Is It Ever As Simple As Black and White?

Doug McManaman
August 13, 2005
Reproduced with Permission

Indeed, many things are not as simple as black and white. Reasonable people have always understood this. So why is it that we more frequently hear the expression: "It's not so black and white", or variations thereof? The reason is that we live in an age of moral relativism, and the expression is often an indicator of just such a relativism lurking in the background. Let's examine the expression for clarification.

If by the expression "It's not all black and white, there are many gray areas" one means to suggest that certain situations that people find themselves in are not easily resolved from a moral point of view, then there is no problem. Moral waters can get very murky as we move from the level of universal principles to the more concrete level of particular situations in which we are required to make moral decisions. The purer the water, the cleaner it is, and the easier it is to see to the bottom. But the more sediment there is in the water, the murkier it becomes, and the bottom is not so easy to see. The difference between the concrete and the universal is precisely the amount of sediment there is to trudge through, that is, the particular details that complicate matters.
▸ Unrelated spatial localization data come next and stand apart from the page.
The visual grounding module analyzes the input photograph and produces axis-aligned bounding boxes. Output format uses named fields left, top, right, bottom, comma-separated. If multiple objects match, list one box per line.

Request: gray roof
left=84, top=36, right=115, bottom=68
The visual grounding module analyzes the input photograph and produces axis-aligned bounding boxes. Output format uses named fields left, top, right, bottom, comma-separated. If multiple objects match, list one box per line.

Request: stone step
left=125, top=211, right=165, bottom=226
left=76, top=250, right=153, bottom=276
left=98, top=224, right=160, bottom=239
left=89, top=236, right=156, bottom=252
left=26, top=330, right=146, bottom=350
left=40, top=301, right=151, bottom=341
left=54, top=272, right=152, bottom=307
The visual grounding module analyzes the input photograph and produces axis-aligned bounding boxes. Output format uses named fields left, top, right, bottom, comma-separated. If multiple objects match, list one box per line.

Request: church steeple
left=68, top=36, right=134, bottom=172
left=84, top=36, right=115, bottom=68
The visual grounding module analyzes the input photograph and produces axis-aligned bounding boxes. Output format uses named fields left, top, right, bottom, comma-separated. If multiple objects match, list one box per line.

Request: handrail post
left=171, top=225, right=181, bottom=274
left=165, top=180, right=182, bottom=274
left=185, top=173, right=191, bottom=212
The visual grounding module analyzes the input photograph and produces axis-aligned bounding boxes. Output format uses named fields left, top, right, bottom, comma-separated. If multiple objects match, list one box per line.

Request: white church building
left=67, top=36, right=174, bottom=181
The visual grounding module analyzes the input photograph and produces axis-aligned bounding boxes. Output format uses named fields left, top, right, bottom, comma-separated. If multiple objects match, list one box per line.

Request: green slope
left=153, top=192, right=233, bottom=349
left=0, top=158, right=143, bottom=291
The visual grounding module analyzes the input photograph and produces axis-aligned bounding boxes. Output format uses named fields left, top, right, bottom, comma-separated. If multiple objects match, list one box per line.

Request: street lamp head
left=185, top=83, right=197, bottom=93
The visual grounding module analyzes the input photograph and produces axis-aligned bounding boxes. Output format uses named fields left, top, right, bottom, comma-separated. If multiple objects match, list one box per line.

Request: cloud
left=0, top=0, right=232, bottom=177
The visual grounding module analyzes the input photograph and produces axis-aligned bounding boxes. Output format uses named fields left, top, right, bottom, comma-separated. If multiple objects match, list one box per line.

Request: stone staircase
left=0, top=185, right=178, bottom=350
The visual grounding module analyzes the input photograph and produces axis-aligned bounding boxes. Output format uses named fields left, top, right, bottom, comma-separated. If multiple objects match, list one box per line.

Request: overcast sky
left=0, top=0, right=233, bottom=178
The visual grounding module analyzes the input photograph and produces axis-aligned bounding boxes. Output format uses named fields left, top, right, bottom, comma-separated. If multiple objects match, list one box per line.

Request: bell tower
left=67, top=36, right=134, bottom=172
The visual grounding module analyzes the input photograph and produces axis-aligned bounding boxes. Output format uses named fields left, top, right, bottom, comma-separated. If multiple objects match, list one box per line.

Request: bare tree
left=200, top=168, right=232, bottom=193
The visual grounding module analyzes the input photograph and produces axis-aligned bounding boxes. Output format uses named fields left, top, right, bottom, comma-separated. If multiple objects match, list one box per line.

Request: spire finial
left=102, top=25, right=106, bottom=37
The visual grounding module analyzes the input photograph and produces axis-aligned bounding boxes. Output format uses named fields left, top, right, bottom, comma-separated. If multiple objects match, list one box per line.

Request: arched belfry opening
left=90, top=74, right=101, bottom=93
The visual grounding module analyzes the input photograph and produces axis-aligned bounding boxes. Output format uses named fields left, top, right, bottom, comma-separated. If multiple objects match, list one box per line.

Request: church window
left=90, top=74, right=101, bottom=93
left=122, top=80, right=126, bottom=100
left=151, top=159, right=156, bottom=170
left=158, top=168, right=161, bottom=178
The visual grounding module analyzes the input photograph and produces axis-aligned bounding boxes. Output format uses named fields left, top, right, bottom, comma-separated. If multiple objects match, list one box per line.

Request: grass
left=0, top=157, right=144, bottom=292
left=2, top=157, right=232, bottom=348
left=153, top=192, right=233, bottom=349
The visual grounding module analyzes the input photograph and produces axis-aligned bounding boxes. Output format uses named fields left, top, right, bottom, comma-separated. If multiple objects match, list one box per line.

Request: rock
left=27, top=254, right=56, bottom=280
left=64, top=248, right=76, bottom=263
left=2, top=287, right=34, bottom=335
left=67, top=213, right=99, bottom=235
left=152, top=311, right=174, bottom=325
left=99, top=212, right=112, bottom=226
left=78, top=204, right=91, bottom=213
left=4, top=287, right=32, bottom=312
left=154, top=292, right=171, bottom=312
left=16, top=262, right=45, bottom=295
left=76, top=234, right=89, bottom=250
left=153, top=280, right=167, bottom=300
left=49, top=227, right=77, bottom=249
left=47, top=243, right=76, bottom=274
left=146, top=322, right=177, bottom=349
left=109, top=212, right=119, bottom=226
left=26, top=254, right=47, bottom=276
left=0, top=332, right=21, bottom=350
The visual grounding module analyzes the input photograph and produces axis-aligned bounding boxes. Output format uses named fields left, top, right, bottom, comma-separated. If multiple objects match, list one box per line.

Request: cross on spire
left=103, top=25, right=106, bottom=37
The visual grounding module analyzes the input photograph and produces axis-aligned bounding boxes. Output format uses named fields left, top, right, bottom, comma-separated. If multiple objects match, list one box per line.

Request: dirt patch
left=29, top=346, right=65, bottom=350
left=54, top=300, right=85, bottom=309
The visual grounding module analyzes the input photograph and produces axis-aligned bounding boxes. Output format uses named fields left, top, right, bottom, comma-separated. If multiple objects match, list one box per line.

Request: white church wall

In this sense, it is not always black and white, that is, it is not always so clear. That does not mean, however, that there isn't a right answer to the dilemma, or that there isn't one morally right alternative and morally bad ones to be avoided.

Prudence is said to be the mother of the virtues. It belongs to prudence to apply universal principles to particular situations. Because of this reference to particulars, prudence includes within itself various parts, such as circumspection, foresight, docility, caution, and memory, on top of reasoning and understanding. All these virtues imply that the waters tend to become quite murky.

Understanding refers to the understanding of universal moral principles and the precepts of natural law; reasoning is the ability to draw valid conclusions from given premises. Circumspection takes into account all the circumstances of each situation, while memory is the ability to learn through experience. Foresight is the ability to see inevitable or likely consequences of a decision, and docility is important because without a readiness to be taught and a willingness to learn from others, a person is unlikely to come to know the best means to the right end. As was said above, all these parts of prudence imply that morality is not so black and white.

But this is not what people generally mean today when they make the claim that things are not so black and white. What they really mean to suggest is that there is no discernable right and wrong on the level of concrete particulars, that is, in matters personal, and above all sexual. Black represents evil, white represents good, and gray is neither. Those gray areas are resolved not through reason, but on the basis of what one feels to be right, or what amounts to the same thing, on the basis of what one wants.

In this light, the virtue of prudence is not even necessary. Nor is it necessary to try to perfect one's ability to reason, or to cultivate understanding, docility, memory, and circumspection, etc, when it comes to matters gray, because there is no right and wrong on this level. You may simply do as you please, and if anyone questions your decision, you can return with the comfortable and specifically post-modern dictum that things are not so black and white.

But all this is just another instance of a very clever post-modern deception. Things have never been black and white, even to ancient moral philosophers like Aristotle. But that does not mean that on the concrete and personal level, truth is forever beyond our reach.

The irony here is that "not so black and white" is intended to suggest that things are not so simple. Yet on closer inspection, there is nothing simpler than what this expression has come to mean. By appealing to it, people spare themselves the difficult work involved in making prudent judgments based on sound reasoning, understanding of abstract moral principles, memory, circumspection, openness to learning from others, and thinking ahead.